La cour des comptes présente un rapport sur les ouvriers d'état.
Avec l'aval des ministres de la défense et du budget, il préconise une sérieuse remise en cause de ce statut.

Quelle crédibilité apporter à ce rapport?
Aux syndicats de présenter, point par point un contre rapport, pour peu que ces organisations soient en mesure de le faire.
L'avenir le dira.

J'ai choisi un extrait de ce rapport, qui démontre une méconnaissance total de l'histoire et décrédibilise l'ensemble du rapport.
Extrait du rapport de la cour des comptes:
"En 1989, en effet, l’activité des établissements de la direction des armements terrestres, constituant le Groupement industriel des armements, a été transférée à une société nationale, GIAT industrie. Les personnels ouvriers de l’Etat affectés dans ces structures ont été, eux aussi, transférés. Ils ont pu conserver leur statut particulier au sein de la nouvelle entreprise, devenue ultérieurement NEXTER. De même, en 2001, l’achèvement de la transformation de la direction des constructions navales en entreprise nationale, DCNS, s’est accompagné de la mise à la disposition de cette entreprise des personnels au statut d’ouvrier de l’Etat, auxquels fut accordé le même avantage."
Ce qu'ignore la cour des comptes, et ce qui est récurent depuis quelques années dans la haute sphère de nos dirigeants politiques et industriels, c'est qu'une entreprise n'est pas une idée, un concept, une coquille vide. Une entreprise est avant tout un ensemble d'hommes et de femmes qui avec leurs compétences, contribuent à la production de biens et de services permettant de  faire vivre l'entreprise et de dégager des bénéfices. Ces respectables hauts responsables de notre pays savent par contre dans quelles poches vont les bénéfices dégagés de ces "coquilles vides".

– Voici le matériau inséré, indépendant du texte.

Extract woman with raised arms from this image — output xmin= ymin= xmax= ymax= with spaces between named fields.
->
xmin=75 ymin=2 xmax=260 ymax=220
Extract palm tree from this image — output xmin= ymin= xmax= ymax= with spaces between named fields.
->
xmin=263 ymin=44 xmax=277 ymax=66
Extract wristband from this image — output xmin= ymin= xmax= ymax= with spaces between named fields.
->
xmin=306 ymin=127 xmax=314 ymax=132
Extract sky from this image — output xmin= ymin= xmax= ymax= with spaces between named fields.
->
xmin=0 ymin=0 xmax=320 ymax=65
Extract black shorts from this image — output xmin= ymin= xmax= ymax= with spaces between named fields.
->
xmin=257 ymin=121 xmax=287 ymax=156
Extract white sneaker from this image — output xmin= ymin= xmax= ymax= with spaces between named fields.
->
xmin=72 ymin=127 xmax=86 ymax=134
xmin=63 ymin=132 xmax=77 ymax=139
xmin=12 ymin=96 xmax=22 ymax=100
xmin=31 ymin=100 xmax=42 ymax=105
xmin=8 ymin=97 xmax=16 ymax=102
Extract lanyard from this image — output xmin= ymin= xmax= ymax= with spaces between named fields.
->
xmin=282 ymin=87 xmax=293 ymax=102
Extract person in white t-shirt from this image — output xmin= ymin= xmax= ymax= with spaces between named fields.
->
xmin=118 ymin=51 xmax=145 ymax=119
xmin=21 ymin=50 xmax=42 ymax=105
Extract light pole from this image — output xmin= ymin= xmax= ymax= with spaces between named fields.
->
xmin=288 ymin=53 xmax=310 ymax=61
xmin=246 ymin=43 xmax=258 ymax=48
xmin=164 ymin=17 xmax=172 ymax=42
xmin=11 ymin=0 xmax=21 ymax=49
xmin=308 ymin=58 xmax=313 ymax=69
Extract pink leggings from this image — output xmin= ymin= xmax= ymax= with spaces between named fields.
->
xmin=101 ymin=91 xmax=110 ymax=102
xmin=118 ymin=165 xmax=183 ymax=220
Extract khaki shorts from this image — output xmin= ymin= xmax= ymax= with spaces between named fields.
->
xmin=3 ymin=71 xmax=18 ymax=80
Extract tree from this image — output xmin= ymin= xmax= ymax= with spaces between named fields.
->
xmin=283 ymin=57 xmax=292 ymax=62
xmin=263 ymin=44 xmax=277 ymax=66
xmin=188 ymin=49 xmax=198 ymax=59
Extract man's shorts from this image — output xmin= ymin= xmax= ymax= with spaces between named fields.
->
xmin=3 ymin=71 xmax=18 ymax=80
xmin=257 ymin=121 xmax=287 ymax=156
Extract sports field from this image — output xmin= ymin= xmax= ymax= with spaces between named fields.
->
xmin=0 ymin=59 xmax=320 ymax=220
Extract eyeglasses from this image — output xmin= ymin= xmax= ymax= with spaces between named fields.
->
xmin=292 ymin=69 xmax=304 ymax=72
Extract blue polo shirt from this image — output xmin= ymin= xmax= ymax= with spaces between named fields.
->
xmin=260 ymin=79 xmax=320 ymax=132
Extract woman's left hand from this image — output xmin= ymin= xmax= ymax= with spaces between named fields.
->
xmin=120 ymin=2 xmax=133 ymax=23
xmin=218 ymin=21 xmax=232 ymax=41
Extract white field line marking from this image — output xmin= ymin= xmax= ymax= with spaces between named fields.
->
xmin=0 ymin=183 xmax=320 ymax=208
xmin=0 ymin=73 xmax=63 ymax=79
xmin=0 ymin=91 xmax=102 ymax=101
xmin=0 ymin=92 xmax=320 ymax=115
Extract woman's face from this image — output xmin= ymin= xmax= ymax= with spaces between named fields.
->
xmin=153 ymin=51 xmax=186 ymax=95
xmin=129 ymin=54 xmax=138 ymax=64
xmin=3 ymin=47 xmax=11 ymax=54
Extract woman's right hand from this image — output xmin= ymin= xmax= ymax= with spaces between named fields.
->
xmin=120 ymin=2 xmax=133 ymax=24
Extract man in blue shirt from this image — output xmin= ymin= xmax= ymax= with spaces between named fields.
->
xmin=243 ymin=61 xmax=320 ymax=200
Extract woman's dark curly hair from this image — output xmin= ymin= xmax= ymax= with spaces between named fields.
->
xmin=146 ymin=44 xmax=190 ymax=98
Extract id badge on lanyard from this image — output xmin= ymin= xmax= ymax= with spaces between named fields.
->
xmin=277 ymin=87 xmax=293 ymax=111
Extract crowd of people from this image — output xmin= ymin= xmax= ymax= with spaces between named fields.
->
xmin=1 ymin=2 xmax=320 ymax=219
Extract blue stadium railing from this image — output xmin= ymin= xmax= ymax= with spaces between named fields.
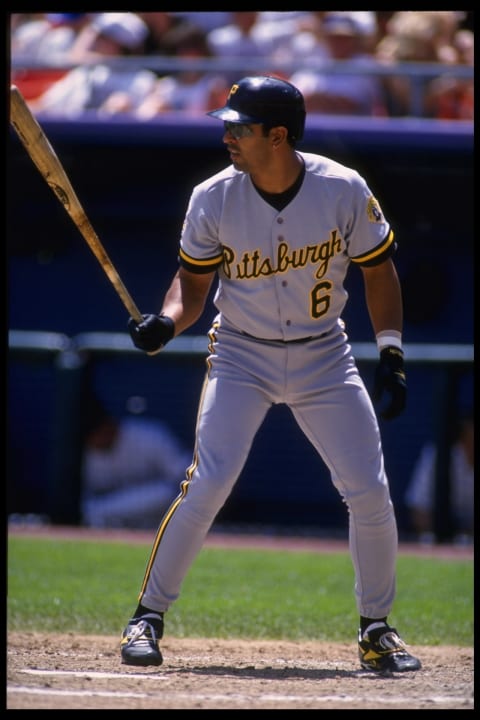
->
xmin=7 ymin=330 xmax=474 ymax=541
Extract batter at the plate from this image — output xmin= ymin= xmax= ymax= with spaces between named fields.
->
xmin=121 ymin=76 xmax=421 ymax=672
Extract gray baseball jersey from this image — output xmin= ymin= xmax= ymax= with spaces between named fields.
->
xmin=134 ymin=153 xmax=397 ymax=618
xmin=180 ymin=153 xmax=394 ymax=340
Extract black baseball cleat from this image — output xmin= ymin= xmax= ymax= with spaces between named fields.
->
xmin=358 ymin=623 xmax=422 ymax=673
xmin=120 ymin=618 xmax=163 ymax=667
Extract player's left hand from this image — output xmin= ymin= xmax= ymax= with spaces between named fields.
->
xmin=128 ymin=314 xmax=175 ymax=355
xmin=372 ymin=346 xmax=407 ymax=420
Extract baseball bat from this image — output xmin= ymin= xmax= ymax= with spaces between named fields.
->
xmin=10 ymin=85 xmax=143 ymax=323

Contrairement à ce que prétend la cour des comptes, ce n'est pas le personnel de la direction des armements terrestres qui  a été transférée à une société nationale, c'est la société nationale qui s'est appropriée un outils industriel performant avec du personnel performant faisant la richesse de cette entreprise. La cour des comptes devrait peut-être faire un rapport sur ce que les premiers PDG de cette entreprise en ont fait les premières années.
Concernant DCNS, le schéma est identique. Appropriation par quelques actionnaires choisis par l'état d'un outil industriel performant dégageant des profits considérables, et ce grace à la compétence des personnels ouvriers d'état.
Quel mépris de notre haute administration pour ses ouvriers.
Les salaires des ouvriers d'état sont bloqués et ce pour la deuxième année consécutive. Pourtant la situation des cadres dirigeants et actionnaires n'est pas si mauvaise que cela.
Quelques chiffres explicites :  les bonus distribués aux cadres dirigeants de DCNS:
Un peu moins de 3 millions d'euros en 2009 avec 169 cadres dirigeants
Un peu plus de 4 millions d'euros en 2010 avec 179 cadres dirigeants
Soit une augmentation de 50.6 % du bonus et une augmentation de 6% des cadres dirigeants.
Le salaire annuel brut moyen (salaire de base et moyenne de primes) des cadres dirigeants en 2010 : 153 417 euros
Dividendes versés en acompte aux actionnaires en 2011 sur un prévisionnel de 115 millions d’euros : 37 millions d’euros.
La cour des comptes peut-elle se permettre un tel réquisitoire du statut des ouvriers de l'état qui ont subi une cession   d'une manière autoritaire d'une entreprise d'état en 2000, DCN, à une société nationale DCNS en 2001.
Ces personnels contribuent aujourd'hui en 2012 largement aux bénéfices de l'entreprise, très peu à son  partage.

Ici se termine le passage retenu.